東北を代表する大河・北上川。
岩手県北に端を発し、盛岡を経て岩手県南の主要都市を全て貫き宮城県石巻にて太平洋に注ぐこの川は、かつては奥州水運の大動脈であると共に、幾度も巨大な水害をもたらしてきた、慈母でもあり厳父でもある、この地の象徴の一つと呼ぶに相応しい存在です。
その源流と聞けば、深山幽谷の果てに辿り着く神々しい光景が待っているのではという思いを掻き立てる人もいるかもしれません。
が。
北上川源流と称される、この「弓弭の泉」は、国道4号線からチョロッと入ってすぐ、あまり手の行き届いてない小さなお堂の敷地内の鬱蒼とした森の中にあり、これが源流だと言われても、「ハァ?」という感覚しか起きません。
というわけで、認定します!
ここは、岩手がっかり名所・堂々たる第一位である、と。
いや、泉自体には、罪はないと思うんですよ。源氏云々の由緒や価値も否定したいわけじゃありません。

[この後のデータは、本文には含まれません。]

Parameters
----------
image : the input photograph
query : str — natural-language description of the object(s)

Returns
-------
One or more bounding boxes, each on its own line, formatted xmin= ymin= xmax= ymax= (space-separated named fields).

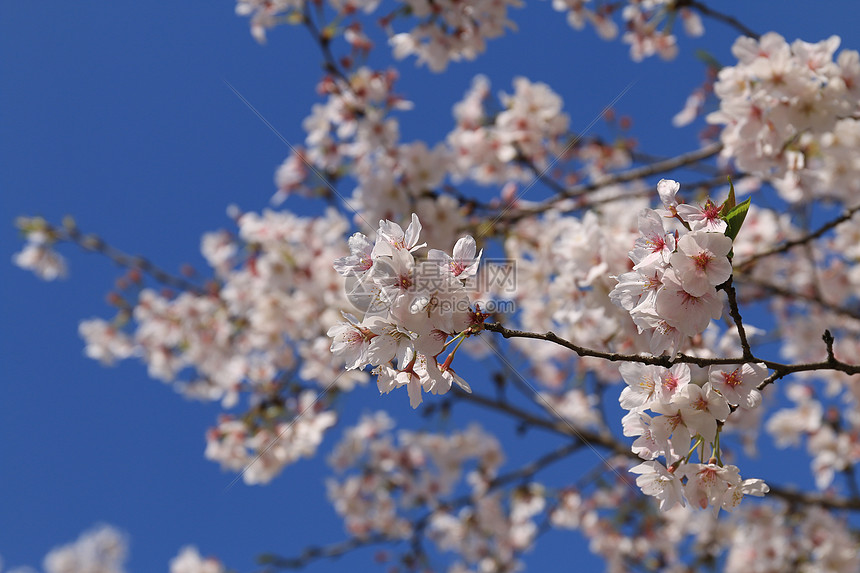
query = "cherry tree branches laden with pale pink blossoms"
xmin=14 ymin=0 xmax=860 ymax=573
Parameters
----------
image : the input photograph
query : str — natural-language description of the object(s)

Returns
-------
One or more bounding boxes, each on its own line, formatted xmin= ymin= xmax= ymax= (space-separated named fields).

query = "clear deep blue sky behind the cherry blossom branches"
xmin=5 ymin=0 xmax=860 ymax=571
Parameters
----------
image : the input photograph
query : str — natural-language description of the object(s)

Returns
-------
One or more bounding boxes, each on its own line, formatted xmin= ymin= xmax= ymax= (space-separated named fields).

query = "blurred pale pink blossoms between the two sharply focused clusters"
xmin=505 ymin=194 xmax=647 ymax=389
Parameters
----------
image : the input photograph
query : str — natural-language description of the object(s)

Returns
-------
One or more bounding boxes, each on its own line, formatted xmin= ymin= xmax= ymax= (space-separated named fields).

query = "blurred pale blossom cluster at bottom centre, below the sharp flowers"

でも、ここを北上川源流(源泉)だなんて言わなくてもいいじゃないですか。
源流って言ったら、黒部川源頭部のように、大山脈の森林限界の先のような光景をイメージするのが当然じゃないかと思うんですよ。
まして、巨大ブランド・北上川の源流ですよ。
それが、国道4号線のすぐそば、小集落や農地から入ってすぐのところなんて、そんなのアリか・・
この「名称と実際のギャップの激しさ」こそが、がっかり名所たる所以に他なりません。
というわけで岩手がっかり名所ランキングも選定すべく、皆さんからの推薦募集中。
暫定案ですが、ダム建設等により全く見ることができなくなった「イギリス海岸」が第2位、沿岸からも1箇所ということで、景観自体は全然がっかりではないものの、名称のビックマウスぶりから「八戸穴」が第3位の候補になるかもしれません?
その上で、提唱しようじゃありませんか。
今流行りの何とかツーリズムに対抗し、敢えて、がっかり名所群を巡って、あるべき振興策を語り合う「がっかりツーリズム」を。

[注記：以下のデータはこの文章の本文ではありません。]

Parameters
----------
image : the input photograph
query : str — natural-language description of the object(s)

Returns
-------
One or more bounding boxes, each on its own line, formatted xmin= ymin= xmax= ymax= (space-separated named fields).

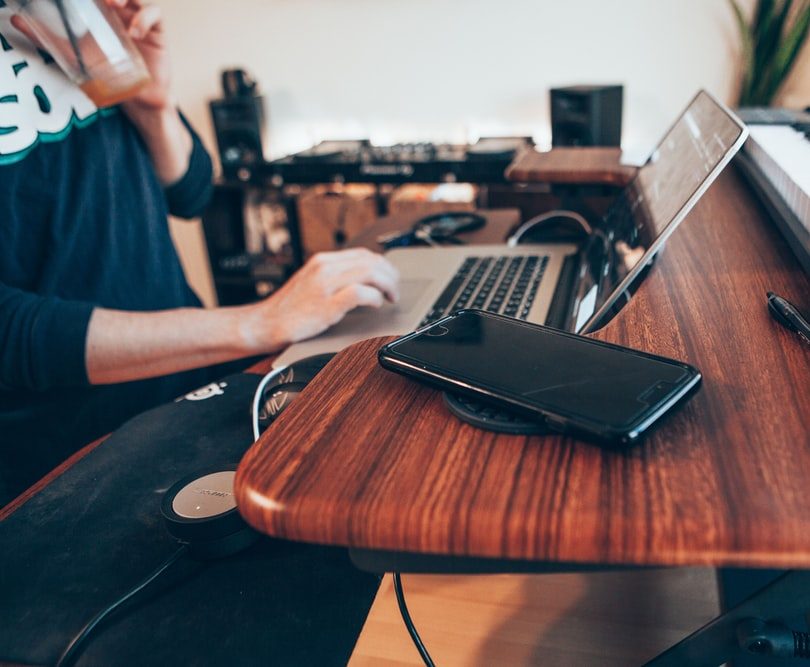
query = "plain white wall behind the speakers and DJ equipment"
xmin=157 ymin=0 xmax=810 ymax=304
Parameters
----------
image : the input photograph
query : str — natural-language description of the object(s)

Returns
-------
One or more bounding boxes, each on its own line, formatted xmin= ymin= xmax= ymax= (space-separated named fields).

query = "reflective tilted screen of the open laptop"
xmin=573 ymin=91 xmax=747 ymax=332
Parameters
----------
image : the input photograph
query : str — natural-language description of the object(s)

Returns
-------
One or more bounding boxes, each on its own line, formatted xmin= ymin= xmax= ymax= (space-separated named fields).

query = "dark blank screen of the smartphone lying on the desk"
xmin=391 ymin=312 xmax=694 ymax=429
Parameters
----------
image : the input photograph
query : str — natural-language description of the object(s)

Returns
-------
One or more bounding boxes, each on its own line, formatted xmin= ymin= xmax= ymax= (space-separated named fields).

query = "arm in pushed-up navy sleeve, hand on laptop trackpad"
xmin=0 ymin=249 xmax=399 ymax=391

或いは、今は亡き「タモリ倶楽部」に企画書を出せば、全国のがっかり名所を面白おかしく紹介してくれ、日本がっかりツーリズム学会もできあがったのかもしれません。
ちなみに、その前日には、新・日本三大がっかり名所に選ばれるべき、自称・聖人の墓に行ってきました。
その件については、また後ほど。
(追伸)
弓弭の泉は御堂観音の敷地内にありますが、山門など観音堂の施設自体は、がっかり名所ではなく十分に見応えのあるものだと思います。
山門の直下にある親水公園も、見たことのなさそうなヤンマ類が飛び交い、癒やされる場所です。ただ、「川の駅」なる名称(と閑散とした光景の乖離)のがっかり感は否めず、いっそヤンマの駅と改名した方がよいかもしれません。